An interesting article for the very security conscious. I see it gives a recommendation for Private Internet Access (PIA). I tried their VPN out for a while late last year and it certainly leaked my location to the BBC!


----------



## Tukaram (Dec 18, 2014)

I use PIA, it was recommended on some torrent forums. I mostly use it for banking & shopping. As long as it makes me appear in Texas, I am ok. I also use it for Netflix (PI Netfilx offers almost nothing). Recently Netflix kicked me off for using a VPN. Then, a week later the VPN started working again with no trouble. I guess the VPNs are having to do something to trick Netflix.
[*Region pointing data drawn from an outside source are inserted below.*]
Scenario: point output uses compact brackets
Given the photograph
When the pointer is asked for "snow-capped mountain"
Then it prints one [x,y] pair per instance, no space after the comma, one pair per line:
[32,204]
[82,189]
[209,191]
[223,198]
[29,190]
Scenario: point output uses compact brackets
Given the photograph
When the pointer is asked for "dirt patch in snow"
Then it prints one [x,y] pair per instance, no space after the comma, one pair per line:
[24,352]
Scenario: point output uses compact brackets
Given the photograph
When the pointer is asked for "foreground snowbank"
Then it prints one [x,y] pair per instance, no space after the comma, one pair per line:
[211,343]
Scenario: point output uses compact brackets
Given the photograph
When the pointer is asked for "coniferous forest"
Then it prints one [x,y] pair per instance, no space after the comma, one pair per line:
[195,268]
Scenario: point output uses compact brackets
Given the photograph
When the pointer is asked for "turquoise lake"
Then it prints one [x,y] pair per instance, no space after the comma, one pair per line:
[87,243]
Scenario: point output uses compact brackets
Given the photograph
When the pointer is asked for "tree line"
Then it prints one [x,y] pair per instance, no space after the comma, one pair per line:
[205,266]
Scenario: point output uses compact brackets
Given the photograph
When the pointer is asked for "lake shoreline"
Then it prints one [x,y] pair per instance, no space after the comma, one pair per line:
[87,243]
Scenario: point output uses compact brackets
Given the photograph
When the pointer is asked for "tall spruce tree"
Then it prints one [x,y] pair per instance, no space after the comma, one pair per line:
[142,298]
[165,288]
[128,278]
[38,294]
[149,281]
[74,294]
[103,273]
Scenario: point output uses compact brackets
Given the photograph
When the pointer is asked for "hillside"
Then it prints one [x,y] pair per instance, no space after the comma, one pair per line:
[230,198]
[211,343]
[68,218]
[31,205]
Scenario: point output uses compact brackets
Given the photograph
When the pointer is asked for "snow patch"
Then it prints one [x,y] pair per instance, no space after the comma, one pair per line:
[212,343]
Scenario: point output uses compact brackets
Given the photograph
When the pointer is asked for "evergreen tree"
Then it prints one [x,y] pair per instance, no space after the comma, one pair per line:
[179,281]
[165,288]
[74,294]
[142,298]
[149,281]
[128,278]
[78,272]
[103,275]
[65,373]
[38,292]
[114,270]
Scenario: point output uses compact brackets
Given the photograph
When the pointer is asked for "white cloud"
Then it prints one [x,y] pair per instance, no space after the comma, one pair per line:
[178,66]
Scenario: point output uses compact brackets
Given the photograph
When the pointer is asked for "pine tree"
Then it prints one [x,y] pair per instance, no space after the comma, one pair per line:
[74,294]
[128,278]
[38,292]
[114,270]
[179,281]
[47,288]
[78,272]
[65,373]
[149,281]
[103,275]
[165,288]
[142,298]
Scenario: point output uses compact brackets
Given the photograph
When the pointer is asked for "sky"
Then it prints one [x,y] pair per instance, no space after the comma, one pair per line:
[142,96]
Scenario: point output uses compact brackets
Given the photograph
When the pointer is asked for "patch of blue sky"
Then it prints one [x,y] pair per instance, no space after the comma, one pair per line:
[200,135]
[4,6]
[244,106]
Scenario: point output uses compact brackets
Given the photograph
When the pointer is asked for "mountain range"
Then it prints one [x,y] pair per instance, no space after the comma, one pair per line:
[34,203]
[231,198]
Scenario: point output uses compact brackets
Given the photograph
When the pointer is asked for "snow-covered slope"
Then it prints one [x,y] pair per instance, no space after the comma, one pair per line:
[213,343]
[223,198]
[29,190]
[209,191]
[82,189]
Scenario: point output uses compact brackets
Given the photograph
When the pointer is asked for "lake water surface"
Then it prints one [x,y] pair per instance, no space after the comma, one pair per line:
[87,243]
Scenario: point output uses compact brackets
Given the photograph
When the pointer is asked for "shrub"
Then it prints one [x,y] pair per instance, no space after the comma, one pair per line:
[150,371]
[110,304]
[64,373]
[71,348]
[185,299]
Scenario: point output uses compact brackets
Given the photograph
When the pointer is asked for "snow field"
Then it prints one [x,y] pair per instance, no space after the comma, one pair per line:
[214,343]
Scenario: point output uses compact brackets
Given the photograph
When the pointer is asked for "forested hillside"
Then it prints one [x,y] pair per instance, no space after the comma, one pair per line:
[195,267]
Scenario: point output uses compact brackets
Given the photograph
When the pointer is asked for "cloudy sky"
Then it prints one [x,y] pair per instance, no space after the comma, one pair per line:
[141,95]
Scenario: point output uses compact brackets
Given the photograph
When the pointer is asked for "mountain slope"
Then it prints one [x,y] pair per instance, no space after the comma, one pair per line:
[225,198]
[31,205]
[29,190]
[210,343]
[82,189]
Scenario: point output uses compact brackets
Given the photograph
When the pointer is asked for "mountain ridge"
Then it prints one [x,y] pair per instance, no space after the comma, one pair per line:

I really don't know about about the security, but generally assume security is dead online. I miss the good old Usenet days - before the Usenet was swallowed up by the internet


----------



## jon1 (Mar 18, 2012)

Nice read, I am using PIA also without issue. 

There is a constant dance between the VPN providers and Media providers (Hulu, Netflix, etc.) where they have to keep changing their public IP space.


----------



## Tim_L (Jul 14, 2018)

I primarily use PIA and have never had a problem. Make sure to use PIA DNS and activate the kill switch in the settings and you should be fine.


----------